2. “Industrialization of medicine has actually lead to the creation of a corps of engineers, the medical profession. Because of their technical expertise, physicians have come to believe that professional dominance over health policies is justified. The medical profession has, therefore, a monopolistic power of definition of what is health and what method of care may be publicly funded. This fact is bound to create conflict between the medical profession, the medical care system and the consumers.” (Illich, I. “Medical Nemesis: The expropriation of Health”. Caller and Boyars. London, 1975). Illich’s whole thesis of de-westernizing medicine seems to “leak” because he does not spell out his – thoughts causally and he refuses to discuss real remedies. (Lella 1977). Therefore, no more attention is given to his approach to de-westernization in this paper.

3. The experience of Cuba, at present, is interesting to note at this point. After their initial phase of de-westernizing medicine, infectious deseases became a secondary problem in Cuba, in terms of patient consultations. Now, more grass-root desires have arisen for higher technology medicine. Therefore, a shift in policy towards the more traditional practice of doctor-centered responsibility for individual patients has occurred. (For more details see Guttmacher, S. and Danielson, R. “Changes in Cuban health care: An argument against technological pessimism”, Intl. Journal of Health Services, Vol 7 #3, 1977).

4. “The relationship between rural hopelessness and health is a complex one. Ill health adds to hopelessness, but its removal does not mean there is hope… The problem and the priority have to be the total rural hopelessness complex and not just ill health. We are only slowly beginning to understand that people themselves are aware that health may have a low ranking among the starting points for change.” (Newell 1975).
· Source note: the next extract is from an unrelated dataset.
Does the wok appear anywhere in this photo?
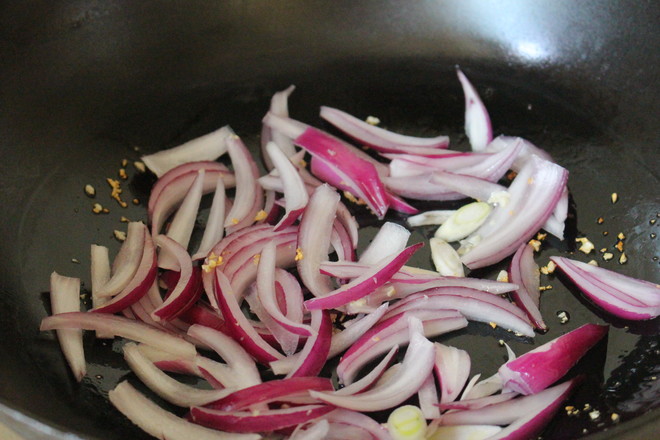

5. People basically “do for themselves” with regard to their own health requirements, this meaning a departure from the accepted technological approach to health. Villagers have at least the potential, if not the capacity, for organizing their own lives to produce sufficient skills to do most of what is required to create a healthy environment. (Gish 1975).

6. For an excellent review of this topic, see Fanon, F. “Medicine and Colonialism”, Chapter 4 in “Studies in a dying Colonialism”. Monthly Review Press, N.Y. 1965.

7. Algeria, Guinea and Hew Guinea, for instance, have drastically reduced their imports of infant formulas and have made these products available only by prescription.

References

Dunlop, D. and Caldwell, R. (1977) Priority determination for the provision of health services: An. economic and social analysis. Social Science and Medicine. 11:471-475.

Gish, O. (1975) Planning the health sector: The Tanzanian experience: Holmes and Meier Publishers, N.Y.

Lella. J. (1977) Critical analysis of Illich’s impact upon the medical profession. ABSAME Newsletter, Assoc. for Behav. Sc. And Med. Educ. Vol VII #4.

Navarro, V. (1975) The industrialization of fetichism or the fetichism of industrialization: A critique of Ivan Illich. Social Science and Medicine, 9:351-363.

Newell, K (Ed.) (1975) Health by the People. WHO, Geneva.

Paul, S. (Ed.) (1955) Health, Culture and Community: case studies of public reactions to health programs. Russel Sage Foundation, N. Y.

Schuftan, C. (1979) Household purchasing-power deficit: A more operational indicator to express malnutrition. Ecology of Food and Nutrition, 8:29-35.

Waitzkin, H. and Modell, H. (1974) Medicine, Socialism and Totalitarianism: Lessons from Chile. The New England J. of Medicine. 291:171-177.